Although L.A. has a reputation as a trade underachiever, these pages reveal a different story. Its goods exports may lag, but its strong service exports and enormous imports warrant its status as one of the nation's and world's leading trade centers. The crucial question concerns the overall trade/infrastructure balance sheet for local communities, Southern California, and the nation as a whole. Premier gateway regions such as L.A. facilitate both regional and national trade. However, trade can create regional losers as well as winners. Further, infrastructure investments in ports and airports generate sizeable dispersed economic benefits (jobs), but in dense, urban environments they also can produce significant, concentrated environmental costs (noise, traffic, and air pollution).
Also explored here is why mega-projects in Los Angeles, as elsewhere, are so much harder to build today than in the past. Projects now face fierce community and environmental opposition and constrained funding.

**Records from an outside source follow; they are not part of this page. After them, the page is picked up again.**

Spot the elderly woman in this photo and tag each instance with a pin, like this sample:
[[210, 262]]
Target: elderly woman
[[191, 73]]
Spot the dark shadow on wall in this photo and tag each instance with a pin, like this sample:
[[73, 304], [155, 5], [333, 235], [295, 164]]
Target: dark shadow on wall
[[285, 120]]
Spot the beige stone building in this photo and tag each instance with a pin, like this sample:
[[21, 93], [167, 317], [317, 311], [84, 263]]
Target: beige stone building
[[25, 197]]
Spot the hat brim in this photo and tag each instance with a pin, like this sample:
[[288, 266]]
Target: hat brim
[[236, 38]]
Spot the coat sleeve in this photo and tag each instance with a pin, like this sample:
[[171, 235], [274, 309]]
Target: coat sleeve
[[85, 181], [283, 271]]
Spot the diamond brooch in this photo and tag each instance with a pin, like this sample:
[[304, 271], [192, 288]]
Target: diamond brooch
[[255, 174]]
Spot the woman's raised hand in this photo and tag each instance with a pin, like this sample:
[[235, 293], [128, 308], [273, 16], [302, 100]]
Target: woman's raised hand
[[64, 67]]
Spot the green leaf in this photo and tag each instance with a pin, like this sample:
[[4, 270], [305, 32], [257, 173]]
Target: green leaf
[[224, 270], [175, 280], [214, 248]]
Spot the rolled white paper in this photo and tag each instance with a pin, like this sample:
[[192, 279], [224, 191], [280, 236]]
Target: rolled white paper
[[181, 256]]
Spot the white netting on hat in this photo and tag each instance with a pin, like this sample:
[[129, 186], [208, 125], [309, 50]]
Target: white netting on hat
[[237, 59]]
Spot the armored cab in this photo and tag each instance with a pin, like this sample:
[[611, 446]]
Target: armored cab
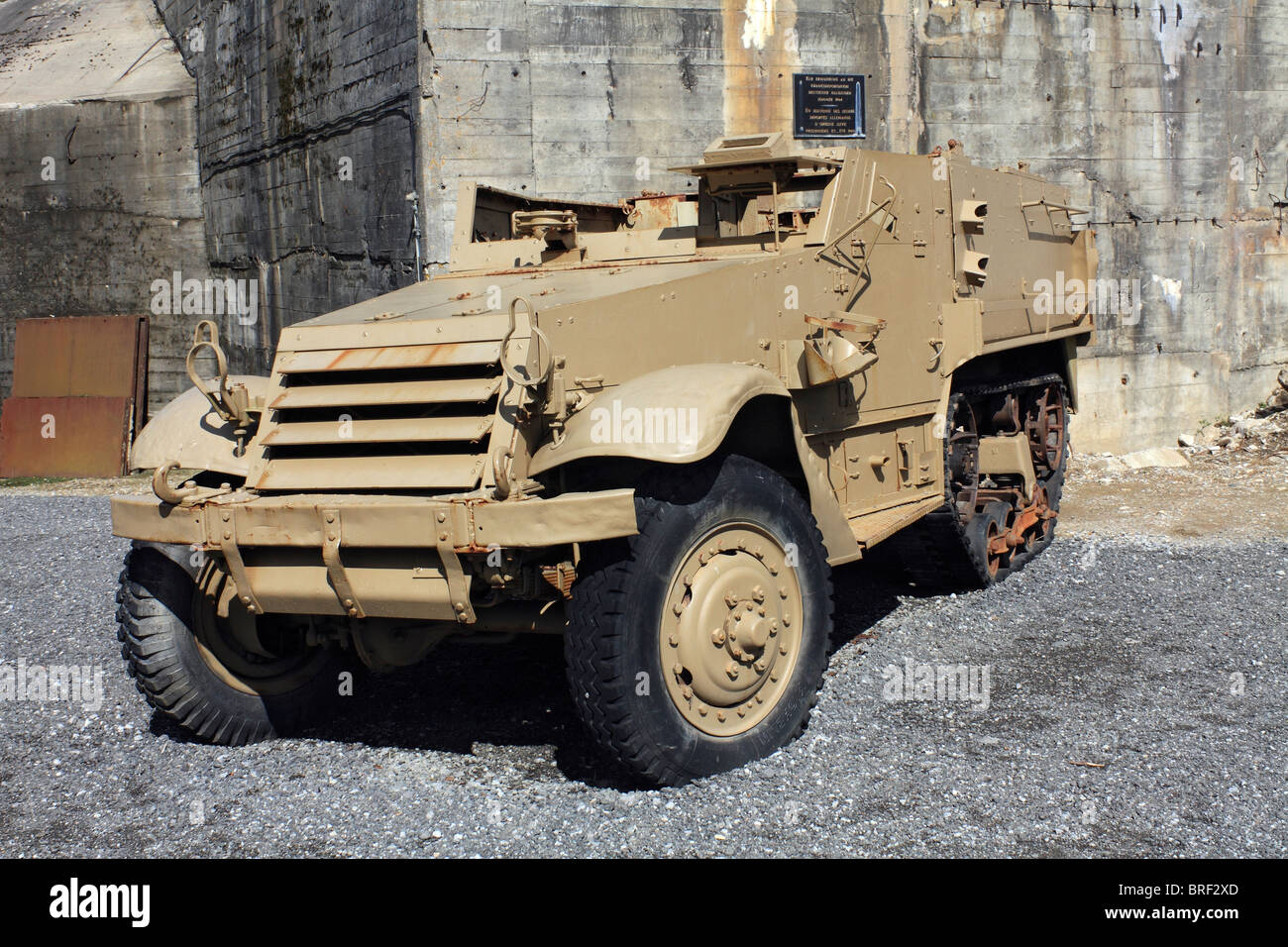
[[649, 427]]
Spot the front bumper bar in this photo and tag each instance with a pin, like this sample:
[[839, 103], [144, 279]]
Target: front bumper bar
[[390, 557]]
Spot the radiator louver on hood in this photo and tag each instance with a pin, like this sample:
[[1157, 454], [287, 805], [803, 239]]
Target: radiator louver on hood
[[402, 418]]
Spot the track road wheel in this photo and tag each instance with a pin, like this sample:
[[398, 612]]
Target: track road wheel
[[987, 538], [699, 643], [232, 681]]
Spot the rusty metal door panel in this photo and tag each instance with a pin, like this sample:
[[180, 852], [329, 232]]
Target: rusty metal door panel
[[64, 437], [85, 356]]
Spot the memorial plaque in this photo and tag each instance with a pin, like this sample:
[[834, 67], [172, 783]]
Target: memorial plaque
[[827, 105]]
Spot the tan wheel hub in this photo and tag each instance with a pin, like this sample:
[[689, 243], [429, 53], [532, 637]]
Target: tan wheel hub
[[730, 629]]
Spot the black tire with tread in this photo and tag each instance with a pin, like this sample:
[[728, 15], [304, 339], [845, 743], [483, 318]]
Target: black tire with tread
[[160, 651], [614, 615]]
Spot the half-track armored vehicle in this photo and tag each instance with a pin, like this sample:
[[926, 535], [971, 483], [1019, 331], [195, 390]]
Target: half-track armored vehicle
[[649, 427]]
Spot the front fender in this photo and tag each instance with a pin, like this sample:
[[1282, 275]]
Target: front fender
[[675, 415], [191, 434], [716, 393]]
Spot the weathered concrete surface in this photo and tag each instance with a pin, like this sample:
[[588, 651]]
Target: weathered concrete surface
[[1167, 121], [98, 171], [307, 151], [1170, 123]]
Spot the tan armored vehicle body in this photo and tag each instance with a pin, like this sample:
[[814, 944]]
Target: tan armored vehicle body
[[648, 427]]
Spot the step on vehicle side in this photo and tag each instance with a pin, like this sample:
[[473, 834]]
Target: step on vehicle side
[[649, 427]]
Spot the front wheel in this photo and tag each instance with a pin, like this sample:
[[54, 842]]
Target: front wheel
[[201, 660], [699, 643]]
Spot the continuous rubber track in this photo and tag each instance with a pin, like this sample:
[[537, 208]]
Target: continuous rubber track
[[935, 552]]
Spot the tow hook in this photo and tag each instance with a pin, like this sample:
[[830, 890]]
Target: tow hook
[[167, 493]]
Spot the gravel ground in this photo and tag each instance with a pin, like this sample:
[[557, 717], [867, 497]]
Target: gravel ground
[[1136, 707]]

I thus examine how the strategic environment for infrastructure development has changed dramatically since the 1970s because of the breakdown in the consensus on growth, the rise of NIMBY ("not in my backyard") community resistance, and the creation of supralocal regulatory-policy regimes. New environmental policies have included the National Environmental Policy Act (NEPA) and the California Environmental Quality Act (CEQA), which mandated project environmental-impact reviews and mitigation. In California, the passage of Proposition 13 (1978) and later tax-reform measures dramatically altered local-government finance and thus further threatened L.A.'s mega-projects.

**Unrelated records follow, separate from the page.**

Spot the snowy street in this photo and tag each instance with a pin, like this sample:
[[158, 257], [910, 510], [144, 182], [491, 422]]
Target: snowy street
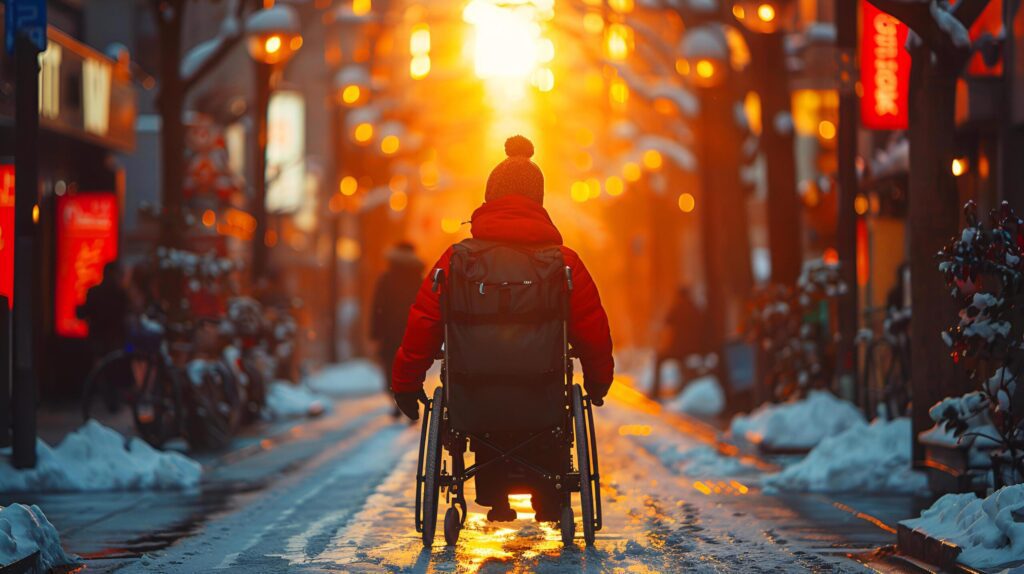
[[336, 493]]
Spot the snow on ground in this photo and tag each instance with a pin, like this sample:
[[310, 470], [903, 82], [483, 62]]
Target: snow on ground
[[353, 378], [800, 424], [25, 530], [863, 458], [702, 397], [95, 457], [285, 400], [986, 529], [700, 461]]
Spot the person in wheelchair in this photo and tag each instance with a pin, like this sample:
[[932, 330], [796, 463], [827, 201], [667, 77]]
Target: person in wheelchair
[[509, 333]]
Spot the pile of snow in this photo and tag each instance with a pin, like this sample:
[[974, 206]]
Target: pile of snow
[[988, 531], [702, 397], [864, 458], [95, 457], [25, 530], [285, 400], [353, 378], [800, 424], [696, 461]]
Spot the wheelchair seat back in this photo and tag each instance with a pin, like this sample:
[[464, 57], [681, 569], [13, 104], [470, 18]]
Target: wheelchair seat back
[[506, 306]]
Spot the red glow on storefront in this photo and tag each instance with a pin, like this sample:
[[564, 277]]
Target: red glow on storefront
[[7, 232], [885, 70], [87, 239]]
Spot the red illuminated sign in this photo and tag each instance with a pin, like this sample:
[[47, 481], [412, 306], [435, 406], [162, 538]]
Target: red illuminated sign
[[885, 70], [87, 239], [7, 232]]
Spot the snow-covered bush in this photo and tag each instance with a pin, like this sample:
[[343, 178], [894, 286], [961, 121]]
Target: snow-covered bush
[[987, 530], [95, 457], [862, 458], [786, 322], [983, 269], [25, 530], [798, 424]]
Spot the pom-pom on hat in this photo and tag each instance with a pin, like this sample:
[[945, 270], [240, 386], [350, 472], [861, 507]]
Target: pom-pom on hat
[[516, 175]]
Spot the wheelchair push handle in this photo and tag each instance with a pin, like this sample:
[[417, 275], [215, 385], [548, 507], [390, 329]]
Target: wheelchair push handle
[[437, 277]]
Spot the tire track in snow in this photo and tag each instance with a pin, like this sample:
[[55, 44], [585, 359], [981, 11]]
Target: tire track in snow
[[269, 531]]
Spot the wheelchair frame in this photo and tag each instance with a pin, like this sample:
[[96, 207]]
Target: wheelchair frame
[[436, 435]]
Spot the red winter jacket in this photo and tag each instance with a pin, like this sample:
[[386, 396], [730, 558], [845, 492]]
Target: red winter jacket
[[518, 220]]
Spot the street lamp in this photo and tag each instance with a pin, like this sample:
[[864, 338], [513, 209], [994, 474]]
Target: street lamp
[[273, 37], [705, 60], [763, 16], [704, 56]]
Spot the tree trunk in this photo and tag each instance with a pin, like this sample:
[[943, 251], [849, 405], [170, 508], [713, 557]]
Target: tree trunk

I analyze these stringent environmental and fiscal rules and assess their potentially inhibiting effects on the region's ambitious port, rail, and airport plans under L.A. Mayors Richard Riordan (1993-2001) and James Hahn (elected in 2001). Significantly, these are the first two L.A. mayors under term limits (two four-year terms both for the mayor and for the city council). As argued here, term limits can adversely affect long-term capital planning and investments. Port and airport projects have twenty-year to as much as fifty-year planning and investment cycles, a span that closely matches the career horizons of bureaucrats. Yet, term-limited politicians receive little short-term benefit from such long-term investments. In the case of infrastructure projects, they can be exposed to significant short-term political costs because of NIMBY voter anger. Under term limits, politicians have little incentive to champion expensive, controversial, and lengthy projects that promise long-term regional economic benefits but impose short-term political costs.

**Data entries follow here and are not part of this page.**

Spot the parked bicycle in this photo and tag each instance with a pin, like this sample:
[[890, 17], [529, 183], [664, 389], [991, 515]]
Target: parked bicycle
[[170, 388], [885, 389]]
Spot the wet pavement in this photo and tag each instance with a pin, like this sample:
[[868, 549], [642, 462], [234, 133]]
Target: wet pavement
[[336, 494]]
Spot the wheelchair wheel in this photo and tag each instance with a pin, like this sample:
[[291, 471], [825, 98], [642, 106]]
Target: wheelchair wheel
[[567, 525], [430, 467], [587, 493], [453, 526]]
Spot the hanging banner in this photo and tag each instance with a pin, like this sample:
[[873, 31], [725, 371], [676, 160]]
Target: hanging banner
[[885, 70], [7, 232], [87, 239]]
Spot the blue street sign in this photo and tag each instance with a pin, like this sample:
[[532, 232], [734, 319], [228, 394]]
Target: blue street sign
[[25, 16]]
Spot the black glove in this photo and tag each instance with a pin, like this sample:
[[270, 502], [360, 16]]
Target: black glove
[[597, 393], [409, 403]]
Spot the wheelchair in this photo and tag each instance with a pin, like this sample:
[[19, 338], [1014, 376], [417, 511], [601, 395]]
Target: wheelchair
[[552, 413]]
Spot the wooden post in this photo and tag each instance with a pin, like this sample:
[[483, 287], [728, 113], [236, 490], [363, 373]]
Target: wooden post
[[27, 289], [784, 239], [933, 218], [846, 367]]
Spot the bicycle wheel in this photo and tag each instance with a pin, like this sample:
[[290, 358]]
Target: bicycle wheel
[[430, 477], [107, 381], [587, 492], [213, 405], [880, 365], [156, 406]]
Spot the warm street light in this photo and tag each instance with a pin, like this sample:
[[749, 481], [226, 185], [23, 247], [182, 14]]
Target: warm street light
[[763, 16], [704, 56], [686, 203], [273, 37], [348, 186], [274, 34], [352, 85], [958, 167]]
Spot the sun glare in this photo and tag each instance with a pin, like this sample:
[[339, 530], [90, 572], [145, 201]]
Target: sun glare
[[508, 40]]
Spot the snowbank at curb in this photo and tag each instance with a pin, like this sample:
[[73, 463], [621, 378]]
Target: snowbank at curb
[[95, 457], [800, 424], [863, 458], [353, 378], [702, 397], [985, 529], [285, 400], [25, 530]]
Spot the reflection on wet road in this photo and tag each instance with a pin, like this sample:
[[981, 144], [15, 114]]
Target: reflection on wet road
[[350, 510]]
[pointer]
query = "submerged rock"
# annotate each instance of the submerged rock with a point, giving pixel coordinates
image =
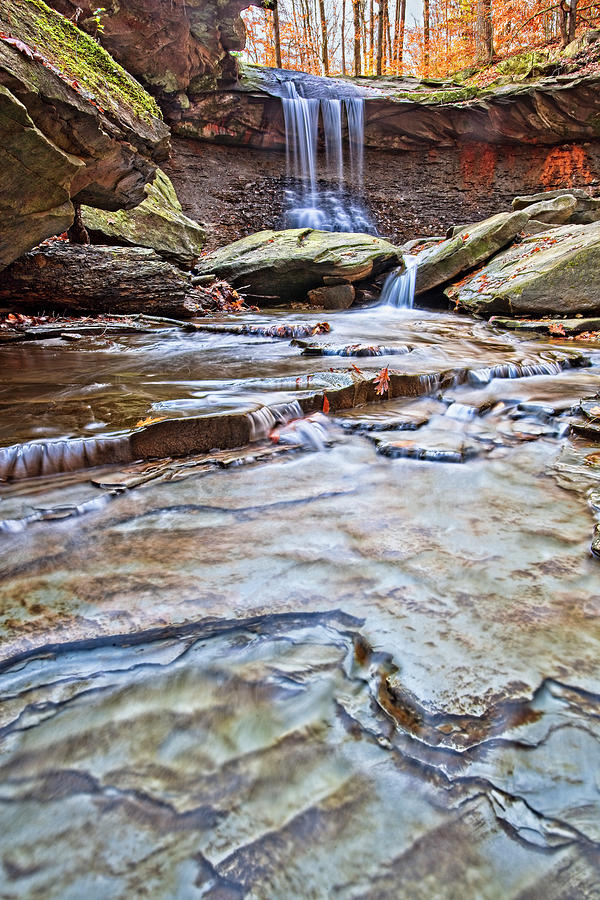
(333, 296)
(557, 272)
(158, 223)
(99, 279)
(471, 246)
(282, 266)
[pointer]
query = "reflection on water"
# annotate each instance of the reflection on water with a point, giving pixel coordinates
(357, 671)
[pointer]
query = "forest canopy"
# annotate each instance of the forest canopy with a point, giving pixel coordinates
(366, 37)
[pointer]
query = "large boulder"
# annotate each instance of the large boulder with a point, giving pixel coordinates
(158, 223)
(470, 247)
(586, 209)
(98, 279)
(556, 272)
(283, 266)
(74, 126)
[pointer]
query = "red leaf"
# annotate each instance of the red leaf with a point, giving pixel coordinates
(382, 382)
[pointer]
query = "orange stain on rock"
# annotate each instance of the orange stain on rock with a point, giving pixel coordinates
(566, 167)
(478, 166)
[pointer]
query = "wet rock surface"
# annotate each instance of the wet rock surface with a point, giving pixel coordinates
(247, 702)
(157, 223)
(285, 265)
(555, 272)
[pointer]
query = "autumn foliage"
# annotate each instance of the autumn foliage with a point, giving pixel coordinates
(365, 37)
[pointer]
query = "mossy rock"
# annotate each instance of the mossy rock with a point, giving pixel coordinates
(77, 56)
(158, 223)
(283, 266)
(471, 246)
(553, 273)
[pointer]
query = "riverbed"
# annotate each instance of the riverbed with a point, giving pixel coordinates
(357, 657)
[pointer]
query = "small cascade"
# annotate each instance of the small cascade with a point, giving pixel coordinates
(264, 419)
(399, 287)
(53, 457)
(309, 206)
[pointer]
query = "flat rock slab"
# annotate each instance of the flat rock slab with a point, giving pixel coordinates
(470, 247)
(283, 266)
(556, 272)
(547, 326)
(99, 279)
(158, 223)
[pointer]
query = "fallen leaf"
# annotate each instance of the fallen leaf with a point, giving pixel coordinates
(149, 421)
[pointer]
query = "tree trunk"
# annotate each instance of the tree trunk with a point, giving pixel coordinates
(343, 37)
(356, 8)
(484, 48)
(99, 279)
(324, 49)
(380, 36)
(426, 42)
(277, 36)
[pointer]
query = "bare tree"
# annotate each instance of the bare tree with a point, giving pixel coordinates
(356, 8)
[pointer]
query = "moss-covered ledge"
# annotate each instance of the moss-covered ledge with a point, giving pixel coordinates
(76, 56)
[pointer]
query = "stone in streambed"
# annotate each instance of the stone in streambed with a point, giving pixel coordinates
(554, 273)
(158, 223)
(332, 296)
(283, 266)
(557, 211)
(470, 247)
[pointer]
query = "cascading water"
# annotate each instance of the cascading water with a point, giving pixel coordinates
(308, 205)
(399, 287)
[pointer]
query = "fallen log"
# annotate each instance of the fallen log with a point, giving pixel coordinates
(99, 279)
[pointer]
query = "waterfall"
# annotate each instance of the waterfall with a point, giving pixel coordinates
(399, 287)
(308, 205)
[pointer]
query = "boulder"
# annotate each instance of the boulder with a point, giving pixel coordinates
(74, 126)
(557, 211)
(333, 296)
(470, 247)
(557, 272)
(98, 279)
(531, 199)
(158, 223)
(283, 266)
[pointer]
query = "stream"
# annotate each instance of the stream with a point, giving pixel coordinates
(356, 657)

Los Angeles's recent troubled history with its trade mega-projects is a cautionary tale concerning the potentially adverse effects of these new regulatory and electoral rules. Faced with state property-tax raids, Mayor Riordan saw the ports and airports as convenient "cash cows" to be milked to balance the city's budget and to pay for additional police. I chronicle the epic battles in the 1990s over the Riordan administration's revenue-diversion efforts, which pitted City Hall against the shippers, airlines, and even state and federal governments. In the Hahn administration, the threat of municipal secession (by the San Fernando Valley and Hollywood) became another incentive to placate short-term community and environmental concerns at the expense of long-term infrastructure development. Further, the September 11, 2001, terrorist attacks made security, not expansion, the watchword at the region's ports and airports.